The college football world was changed radically when the NCAA changed from its standard BCS system to determine postseason play to a playoff format. Since then, college football fans have enjoyed seeing the competition, and while it might not yet be the perfect system, it is a good step in the right direction.

Personally, college football has always been my second favorite sport, but I have to admit that there is something special and exciting about watching bowl games all throughout December and into January. Heck, even spending Thanksgiving watching the NFL is a blast.

But a question I’ve heard since this change has happened is this: are bowl games worth it? If the real goal is getting to the college football playoff and competing for a national championship, is it worth the time and effort to play a bowl game — especially since less prestigious games can cut into valuable recruiting time?

My answer is yes.
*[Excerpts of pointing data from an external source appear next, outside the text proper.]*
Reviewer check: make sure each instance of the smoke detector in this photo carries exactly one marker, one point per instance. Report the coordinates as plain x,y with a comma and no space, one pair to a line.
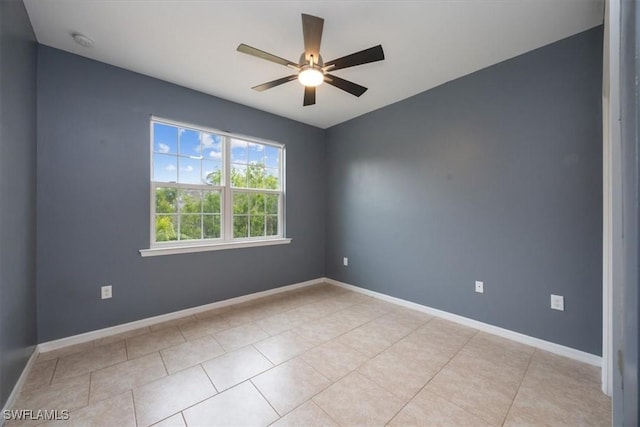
82,40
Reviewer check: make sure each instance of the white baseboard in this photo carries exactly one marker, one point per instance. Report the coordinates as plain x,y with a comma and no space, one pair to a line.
569,352
150,321
561,350
11,400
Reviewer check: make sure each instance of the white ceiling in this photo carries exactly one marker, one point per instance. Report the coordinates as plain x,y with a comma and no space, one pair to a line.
193,43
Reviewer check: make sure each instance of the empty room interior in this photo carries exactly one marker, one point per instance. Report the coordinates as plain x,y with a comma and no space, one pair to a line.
296,213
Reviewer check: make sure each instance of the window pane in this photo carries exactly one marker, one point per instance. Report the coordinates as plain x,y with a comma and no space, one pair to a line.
238,175
190,143
211,225
211,146
271,157
166,226
272,203
238,151
272,225
165,168
256,226
211,202
256,153
240,203
190,201
255,176
240,226
271,180
212,172
190,227
256,204
189,171
166,200
165,139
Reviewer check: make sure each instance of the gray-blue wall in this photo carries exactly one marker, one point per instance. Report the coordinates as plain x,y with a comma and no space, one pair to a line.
496,176
93,200
17,193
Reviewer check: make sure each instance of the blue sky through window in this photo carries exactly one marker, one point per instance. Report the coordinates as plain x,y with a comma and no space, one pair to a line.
165,138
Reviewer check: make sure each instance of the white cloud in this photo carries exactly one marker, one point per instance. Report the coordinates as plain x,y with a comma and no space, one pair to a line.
206,139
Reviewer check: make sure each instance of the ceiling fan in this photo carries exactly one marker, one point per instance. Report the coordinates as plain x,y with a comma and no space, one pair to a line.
311,70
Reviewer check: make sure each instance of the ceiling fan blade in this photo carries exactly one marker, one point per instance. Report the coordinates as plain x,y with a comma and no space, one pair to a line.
274,83
312,32
309,96
366,56
265,55
346,85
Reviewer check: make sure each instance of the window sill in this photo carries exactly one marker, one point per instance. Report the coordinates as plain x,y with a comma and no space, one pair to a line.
173,250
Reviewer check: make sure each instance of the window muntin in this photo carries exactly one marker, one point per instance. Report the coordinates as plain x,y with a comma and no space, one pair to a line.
213,187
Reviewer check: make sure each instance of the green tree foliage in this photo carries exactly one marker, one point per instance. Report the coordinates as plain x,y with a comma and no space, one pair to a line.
254,214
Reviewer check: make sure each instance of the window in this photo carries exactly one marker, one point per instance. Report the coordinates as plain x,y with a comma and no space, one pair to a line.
212,188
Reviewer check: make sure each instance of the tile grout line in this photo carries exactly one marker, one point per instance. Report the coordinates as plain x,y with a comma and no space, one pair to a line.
504,420
135,413
207,374
261,394
432,377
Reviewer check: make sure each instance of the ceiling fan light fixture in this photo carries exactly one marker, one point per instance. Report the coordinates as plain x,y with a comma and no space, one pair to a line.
311,77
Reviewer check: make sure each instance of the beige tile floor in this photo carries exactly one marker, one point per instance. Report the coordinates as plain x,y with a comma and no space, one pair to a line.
318,356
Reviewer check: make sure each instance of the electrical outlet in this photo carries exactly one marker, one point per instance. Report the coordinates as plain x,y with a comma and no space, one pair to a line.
105,292
557,302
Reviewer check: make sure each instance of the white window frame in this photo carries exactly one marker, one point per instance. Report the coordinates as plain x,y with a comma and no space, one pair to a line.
226,240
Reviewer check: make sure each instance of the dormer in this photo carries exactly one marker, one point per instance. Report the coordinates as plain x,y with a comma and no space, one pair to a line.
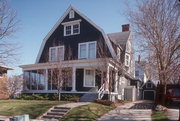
71,27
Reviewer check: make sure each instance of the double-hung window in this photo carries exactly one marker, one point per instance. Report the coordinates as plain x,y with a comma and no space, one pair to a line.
127,60
89,78
87,50
71,27
56,53
68,30
71,14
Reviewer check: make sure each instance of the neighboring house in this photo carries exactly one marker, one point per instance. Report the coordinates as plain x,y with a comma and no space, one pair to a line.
140,72
94,61
148,90
3,81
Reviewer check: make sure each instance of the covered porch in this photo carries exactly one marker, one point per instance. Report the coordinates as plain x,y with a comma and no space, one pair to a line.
75,76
Any bowl game is worth it.

I say that because bowl games are often a good indicator of a team’s progress, of how well they are progressing towards that ultimate goal. What bowl game you get invited to depends on your conference and your strength of schedule.

So allow me to pose this question — obviously the Utes won’t make the playoffs this season, a sad result of their two loss record. So would Utah fans be OK with not going to a bowl game since we won’t go to the playoffs? Would we want to see another two teams playing in the Rose Bowl, rather than our own? Of course not. The thought is ridiculous no matter how you look at it.

The goal of any sports team, collegiate or otherwise, is to get to the postseason and perform well enough to gain recognition and better talent for the next season. The whole point is to keep moving forward, and winning bowl games helps advance that agenda.

Not to mention that every bowl game has a guaranteed payout to participating teams. It’s literally a win-win scenario — a team gets guaranteed money, a chance to perform in front of a national audience, and it helps in recruiting. It only makes sense. The best players often want to play for the teams where they will get the most attention, and the bigger and better you can make a college football program, the more success you can potentially achieve.

A few years ago, the Utes had one of the longest bowl game winning streaks in the nation. The constant success in both regular and postseason play was part of the reason Utah was invited into an elite conference in the Pac-12. As fans, we enjoyed every single moment of it.

Of course you never want to be satisfied when it comes to postseason play. If you continually go to the Poinsettia Bowl year after year, or end up in some no name bowl game, you probably aren’t getting better. Bowl games are good for programs only so long as they help those programs get better. But the Utes don’t really have that problem this season. Utah keeps getting better, and even in spite of some unfortunate stumbles this season, they still have a shot at a decent bowl game.

The payout and national attention they receive will more than make up for any perceived loss at not going to the playoffs this year. A win at the Rose Bowl might just be the catalyst that puts this team over the top next season. As well as the Utes have played this year, with the chance of getting a better recruiting class next year, there’s almost no doubt in my mind the Utes will run the gauntlet and make the playoffs in the near future.